Implement strong requirements engineering for effective handling of scope changes;

Increase productivity while optimizing the agile overhead,

Remove old roles when adding new agile roles;

Simplify capacity planning and extract performance metrics with adequate tool support


Use one tool for development for all agile teams rather than organically grown multiple tool

environments

Try things out, explore the unknown, create opportunities. When you fail, just iterate

Results speak for themselves. The program Increment planning enables the Business Owners to refine

the scope according to latest market needs. Scope changes do not mess up project plans anymore but

help us to be faster (when needed), more customer oriented and more cost effective. And most relevant

for any development organization: On-time delivery of committed milestones has improved.

Business models in software-driven systems have evolved to flexible eco-systems. Walter Bernet, a

principal consultant at Vector, points out that the classic functional split demanded by legacy-driven

architectures is replaced by a more service-oriented architecture and delivery model. Recent technology

trends such as three-tier cloud architectures, adaptive component frameworks, and connectivity for

Internet of Things (IoT) and Internet of Services (IoS) facilitate new business models and scalable reuse

across companies and industries. Scaling of agile practices is necessary to cope with these industry

constraints. However, scaling is not easy, as large projects often are globally distributed, and have many

teams that need to collaborate and coordinate. So far proven models have not been available. He

outlines four case studies form very different industries and with different scope. They have in common

that they address critical systems. Requirements, architecture, dependability and organization are the

four dimensions which Vector addresses with its ACE (Agile for Critical Engineering) method. A

cornerstone as ZF already pointed out is agility for requirements and architecture (fig. 4). Bernet uses

the “triple peak” analogy to synchronize early between requirements, architecture and test. He

concludes from Vector projects that agile must be scaled according to the specific environment which

needs experienced support. The current large recipe-style frameworks often do not address the real

industrial needs, such as compliance. In line with ABB he emphasizes the symbiosis of agile elements

with state-of-the-art engineering methods, rather than only thinking agile – and missing on content and

integration.

“Agile is not a process, it is a state of mind” underlines Edith Bakst, the head of quality at Israeli security

expert Essence. In line with ABB and Vector she emphasizes the need for gradual process

implementation. Agile methods are necessary also for the agile transformation itself. Increments

facilitate fast learning and roll-out. Agile change teams ensure that people are on board. There is no

“out of the box”, and one should not assume that just using some parts will provide early pay-back. Agile

is a transformation and as such must start in the minds of employees to be ingrained into the company

culture. Applying agile to critical systems such as IoT demands an even more comprehensive look to

change management. There are many functions and experiences to be considered in such change

program. Rather than simply looking to a process or workflow like in the mainstream agile frameworks,

Bakst suggests working in a phased and hybrid approach which allows a steady evolution of process,

roles and tools in parallel (fig. 5). Her claim: It is not only the team level that needs to transform, but the

whole organization. And this takes time, budget and senior management commitment.
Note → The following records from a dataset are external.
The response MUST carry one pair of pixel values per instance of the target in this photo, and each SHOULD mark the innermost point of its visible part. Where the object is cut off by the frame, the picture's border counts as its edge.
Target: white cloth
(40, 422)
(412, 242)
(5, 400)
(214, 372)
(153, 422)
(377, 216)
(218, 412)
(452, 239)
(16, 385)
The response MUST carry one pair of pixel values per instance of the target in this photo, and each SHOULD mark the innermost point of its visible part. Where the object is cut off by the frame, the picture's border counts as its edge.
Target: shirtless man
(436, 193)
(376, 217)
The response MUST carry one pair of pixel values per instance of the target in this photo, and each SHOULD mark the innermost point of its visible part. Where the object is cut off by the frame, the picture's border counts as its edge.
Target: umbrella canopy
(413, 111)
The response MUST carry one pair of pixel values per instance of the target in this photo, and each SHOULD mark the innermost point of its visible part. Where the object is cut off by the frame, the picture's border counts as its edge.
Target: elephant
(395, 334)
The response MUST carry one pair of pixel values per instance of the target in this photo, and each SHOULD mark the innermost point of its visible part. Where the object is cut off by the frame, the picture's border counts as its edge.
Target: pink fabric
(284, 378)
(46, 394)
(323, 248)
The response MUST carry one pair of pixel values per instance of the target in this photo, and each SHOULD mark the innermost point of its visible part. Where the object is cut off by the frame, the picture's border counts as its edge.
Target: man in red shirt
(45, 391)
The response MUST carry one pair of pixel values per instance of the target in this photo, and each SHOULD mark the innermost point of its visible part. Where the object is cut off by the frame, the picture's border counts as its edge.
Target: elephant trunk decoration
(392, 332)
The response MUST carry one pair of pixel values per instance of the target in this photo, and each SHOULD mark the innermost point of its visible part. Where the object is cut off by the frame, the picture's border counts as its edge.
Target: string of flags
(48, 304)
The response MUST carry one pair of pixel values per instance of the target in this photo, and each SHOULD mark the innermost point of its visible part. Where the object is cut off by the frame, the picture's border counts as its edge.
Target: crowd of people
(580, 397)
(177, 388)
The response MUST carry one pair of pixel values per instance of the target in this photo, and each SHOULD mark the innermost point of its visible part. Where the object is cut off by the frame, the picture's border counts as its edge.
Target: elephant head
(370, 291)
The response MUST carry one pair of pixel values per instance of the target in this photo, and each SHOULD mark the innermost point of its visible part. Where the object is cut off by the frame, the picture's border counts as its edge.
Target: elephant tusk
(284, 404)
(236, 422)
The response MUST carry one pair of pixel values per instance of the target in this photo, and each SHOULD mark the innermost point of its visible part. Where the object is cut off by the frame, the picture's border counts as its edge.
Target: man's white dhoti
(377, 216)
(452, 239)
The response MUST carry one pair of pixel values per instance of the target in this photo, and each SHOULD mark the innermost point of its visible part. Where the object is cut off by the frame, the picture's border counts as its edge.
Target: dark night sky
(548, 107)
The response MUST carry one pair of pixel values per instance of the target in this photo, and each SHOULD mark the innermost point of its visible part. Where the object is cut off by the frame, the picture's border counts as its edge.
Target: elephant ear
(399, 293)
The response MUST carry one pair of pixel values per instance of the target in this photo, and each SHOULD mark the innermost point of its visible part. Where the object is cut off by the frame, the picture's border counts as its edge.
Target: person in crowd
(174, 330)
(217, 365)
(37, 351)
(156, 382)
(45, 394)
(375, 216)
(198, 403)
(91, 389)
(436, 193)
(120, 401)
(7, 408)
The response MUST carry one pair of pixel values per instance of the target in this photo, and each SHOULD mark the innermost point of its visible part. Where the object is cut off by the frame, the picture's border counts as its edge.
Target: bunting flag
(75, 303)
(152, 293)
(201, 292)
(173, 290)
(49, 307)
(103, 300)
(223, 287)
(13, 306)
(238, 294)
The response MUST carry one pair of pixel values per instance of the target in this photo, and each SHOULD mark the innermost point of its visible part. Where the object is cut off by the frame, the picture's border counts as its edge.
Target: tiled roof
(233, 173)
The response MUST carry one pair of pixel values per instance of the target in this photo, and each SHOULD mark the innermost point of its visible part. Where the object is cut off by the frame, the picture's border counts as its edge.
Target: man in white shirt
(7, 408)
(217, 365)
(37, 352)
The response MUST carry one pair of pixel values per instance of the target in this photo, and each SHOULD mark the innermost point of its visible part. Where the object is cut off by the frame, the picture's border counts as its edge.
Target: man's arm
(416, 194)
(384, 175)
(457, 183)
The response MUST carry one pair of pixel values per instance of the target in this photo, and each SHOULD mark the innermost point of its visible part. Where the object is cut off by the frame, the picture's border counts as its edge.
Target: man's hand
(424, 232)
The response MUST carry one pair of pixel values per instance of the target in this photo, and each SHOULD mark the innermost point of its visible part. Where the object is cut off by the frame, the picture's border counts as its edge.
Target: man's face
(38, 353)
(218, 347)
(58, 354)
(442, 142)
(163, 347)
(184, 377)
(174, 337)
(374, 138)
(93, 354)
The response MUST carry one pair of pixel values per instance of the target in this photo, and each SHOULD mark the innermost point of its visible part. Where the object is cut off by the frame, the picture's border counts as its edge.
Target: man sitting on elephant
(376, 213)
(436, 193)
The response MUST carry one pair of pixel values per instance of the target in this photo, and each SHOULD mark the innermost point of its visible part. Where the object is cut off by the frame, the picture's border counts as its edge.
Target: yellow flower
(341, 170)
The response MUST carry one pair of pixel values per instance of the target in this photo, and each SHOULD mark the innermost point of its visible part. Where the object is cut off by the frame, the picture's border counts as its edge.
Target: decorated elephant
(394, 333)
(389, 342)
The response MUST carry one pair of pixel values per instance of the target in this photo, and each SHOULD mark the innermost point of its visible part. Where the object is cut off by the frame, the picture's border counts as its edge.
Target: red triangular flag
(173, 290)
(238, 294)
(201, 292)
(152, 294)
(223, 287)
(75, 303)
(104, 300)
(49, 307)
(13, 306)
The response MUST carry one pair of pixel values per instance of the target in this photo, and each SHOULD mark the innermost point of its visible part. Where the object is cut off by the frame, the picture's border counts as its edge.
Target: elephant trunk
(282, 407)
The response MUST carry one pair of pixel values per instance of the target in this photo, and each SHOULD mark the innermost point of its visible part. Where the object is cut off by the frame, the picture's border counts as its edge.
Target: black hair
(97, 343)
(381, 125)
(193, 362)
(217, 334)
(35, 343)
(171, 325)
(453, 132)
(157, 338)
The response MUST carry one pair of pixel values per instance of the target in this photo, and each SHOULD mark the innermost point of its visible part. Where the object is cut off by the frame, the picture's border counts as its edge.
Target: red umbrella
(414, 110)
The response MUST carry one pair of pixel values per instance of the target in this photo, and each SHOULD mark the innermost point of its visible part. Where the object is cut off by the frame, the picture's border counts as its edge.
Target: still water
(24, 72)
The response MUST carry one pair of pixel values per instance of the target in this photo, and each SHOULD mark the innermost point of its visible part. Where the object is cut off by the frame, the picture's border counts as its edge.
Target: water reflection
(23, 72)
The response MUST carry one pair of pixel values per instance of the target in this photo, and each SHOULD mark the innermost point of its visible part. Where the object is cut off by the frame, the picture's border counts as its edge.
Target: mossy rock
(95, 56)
Safety is a key concern in most critical systems. Agile development is necessary due an increasing

number of updates after SOP, for instance security driven. This requires fast update of safety analysis

and related documentation. Helmut Bunge, manager at Bosch software campus, underlines:

“Development releases have to always know the safety status of all underlying artefacts.” Cycle time

must improve but quality must not be compromised. His vision at Bosch is quite simple. There should

be processes for a safe and secure product release within four hours with formal approval process incl.

documentation. This allows to react fast to cybersecurity attacks with safety impact. The challenge is

that frequent and late changes in safety related product development are often hindered because they

take too much effort to release with right quality level. But he thrives on Bosch solutions. With his projects

he concludes that integration of safety and cybersecurity in agile projects is possible and has benefits if

the following conditions are fulfilled: The safety team is integrated in the agile team with safety manager

and safety engineer. The agile team has necessary safety and security competences. There is sufficient

tool based traceability with requirements, architecture, tests, change sets etc. is established. Safety

tooling must support interfaces to design tools covering system, software and hardware engineering (fig.

6).

Systems engineering brings even higher challenges in agile adoptions. Frank Kirschke-Biller, manager

of global software processes at Ford, highlights the major demands. Systems Engineering, including

requirements Engineering and MBSE (model based systems engineering) is an engineering discipline

that can be implemented using different approaches, such as classic project management, covering

waterfall with staged-sequential or concurrent deliveries, incremental, and agile project management.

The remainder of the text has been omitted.